なんでそこだけ察しが悪いの
映画を終えて駅前広場に向かう道中、不意に拓海が訊いてきた。
「さっきの映画館で少し気になったんだけどさ、今日って何かの記念日だっけ?」
「記念日? そういう訳じゃないけど……なんで急に?」
そう訊き返すと拓海は一瞬安堵したように見えたが、すぐに怪訝そうな顔に戻り、そして言った。
「莉乃、一つだけ訊いても良い?」
その言葉に心臓が跳ねる。
「……なに?」
「勘違いなら悪いんだけど……今日の莉乃はいつもと違って見えた。やけに計画的だったし、まるで何かに急かされてるような感じだった」
「……気のせいじゃないの?」
「今日だけならまだしも、高校生になってからずっとそんな感じだろ? 気のせいで片付けられない」
「…………」
サプライズはいつも直前で気づかれるし、小さい頃に実践した悪戯は悉く返り討ちで終わる。
拓海は察しが良い方だと思う。
「……ほんと、私のこと見過ぎじゃない? ストーカーかよ」
「そんなんじゃねーよ。妹が誤った道に進もうとしてたら、誰だって心配になるだろ」
「あ、さりげなく兄貴面しやがって。拓海はむしろ弟でしょ」
「どっちが上とか言われてもなぁ、俺の方が誕生日が早いんだから。莉乃ってそういうところが本当に年下って感じだよな」
「へぇ~? 年上のくせに満足に友達の一人も作れないの~? 年上なのに~?」
「―――……! こいつ…………!」
「あはははっ! すぐキレるじゃん!」
「……ほんとにいい性格してるよ、お前は」
私が笑っていると、拓海は顔を逸らして羞恥を隠していた。この話題に関しては私の方が上だ。
「はぁ……、笑った笑ったー」
「ったく、うるせーな……」
そう言い終えると、拓海は話は終わりだと言わんばかりに静かになった。話題をはぐらかした私に気を利かせ、自分はすでに無関心だのだと装っていた。
「…………ねえ、拓海」
でも、それに気づかない私ではない。隣で見ていれば分かる。
「代わりに一つだけなんでも拓海の言うこと聞いてあげる」
「……は? なんだよ急に」
「確かにストーカー呼びは良くなかったなと思って。まあ、ちょっとの罪滅ぼし的な?」
「別に謝れなんて言ってないだろ。

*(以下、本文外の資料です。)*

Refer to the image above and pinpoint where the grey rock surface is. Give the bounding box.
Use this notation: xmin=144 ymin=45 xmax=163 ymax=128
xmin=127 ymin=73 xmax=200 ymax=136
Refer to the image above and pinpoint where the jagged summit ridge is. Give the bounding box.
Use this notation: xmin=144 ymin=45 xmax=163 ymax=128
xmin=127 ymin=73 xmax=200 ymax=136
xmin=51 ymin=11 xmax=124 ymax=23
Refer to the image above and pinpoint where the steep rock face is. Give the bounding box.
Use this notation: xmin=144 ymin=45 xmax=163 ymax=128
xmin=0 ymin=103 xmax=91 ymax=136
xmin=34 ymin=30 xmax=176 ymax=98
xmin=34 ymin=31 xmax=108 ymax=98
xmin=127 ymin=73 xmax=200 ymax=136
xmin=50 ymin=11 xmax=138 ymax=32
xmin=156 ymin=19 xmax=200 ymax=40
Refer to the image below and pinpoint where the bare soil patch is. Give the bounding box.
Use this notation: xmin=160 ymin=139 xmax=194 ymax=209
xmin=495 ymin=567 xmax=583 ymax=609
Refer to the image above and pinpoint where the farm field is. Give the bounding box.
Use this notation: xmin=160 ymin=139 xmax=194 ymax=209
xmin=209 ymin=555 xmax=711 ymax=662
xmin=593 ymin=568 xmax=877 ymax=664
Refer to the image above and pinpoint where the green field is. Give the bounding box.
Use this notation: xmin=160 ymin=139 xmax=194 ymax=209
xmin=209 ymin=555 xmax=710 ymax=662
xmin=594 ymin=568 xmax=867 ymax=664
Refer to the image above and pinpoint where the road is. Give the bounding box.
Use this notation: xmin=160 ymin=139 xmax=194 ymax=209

それにさ……」
拓海は口籠ると少しだけ視線を逸らした。
「なんでそっち向くの」
「……気のせいだろ」
覗き見ると僅かに耳が赤い。それを指摘すると、更に向こうを向いてしまった。
「えへへ、ちょっと可愛い。そういうの嫌いじゃないよ」
「うるさい、こっち見んな」
「……ほんとなのに」
嘘偽りのない言葉なのに、拓海は気づかない。
いつも私を見てくれるのに、私の本心に一向に気がつかない。
こんなに近くにいるのに、私の気持ちに寄り添ってくれない。
幼馴染という関係性が私の足枷になっているから。
「(でも、ずっとこのままの関係だったら嫌だな……)」
今より先の未来まで拓海がここにいるとは限らない。
このまま安住していれば、後になってきっと後悔する。
……そんなの嫌だ。
「願い事……今じゃなくても良いからね。部屋でゆっくり考えなよ」
「いや、だから俺は……」
「あ! でも、あっちの類は駄目だからね! できる範囲でって話だから」
「そんなこと考えてねーよ! だから、俺が言いたいのはそうじゃなくって―――」
「いいじゃん別に。そういうものは貰える内に貰っといた方が得だからね。過剰に謙虚だと、むしろ相手に不快感を与えるよ? だから友達ができないんじゃない?」
「…………分かったよ」
そう説くと、拓海は渋々ながら納得してくれた。
「でも、言ったからには断るなよ? 直前でやっぱ止めたは無しだからな」
「断らないよ?」
「だから―――、そういうのが良くないって言いたいんだよ……」
思うところがあるらしいが、私には関係ない。
少しでも私を見てほしい。そして気づいてほしい。そう望んでいるから。
「よし、じゃあこのまま一緒に帰ろっか!」
「え、帰りは別々って最初に言ってたろ? デート気分はどうしたんだよ?」
「今日は特別! 次からちゃんとやるからさ!」
「……ほんとに飽き性だな、莉乃は」
そう言いながらため息をつくが、口元からは薄らと笑みをこぼしていた。拓海も満更でもないらしい。
対する私も同様だろう。手元に鏡がないから確認のしようがないけど。
「ふふっ、そうだね」
拓海の隣は、こんなにも居心地の良い場所なんだから。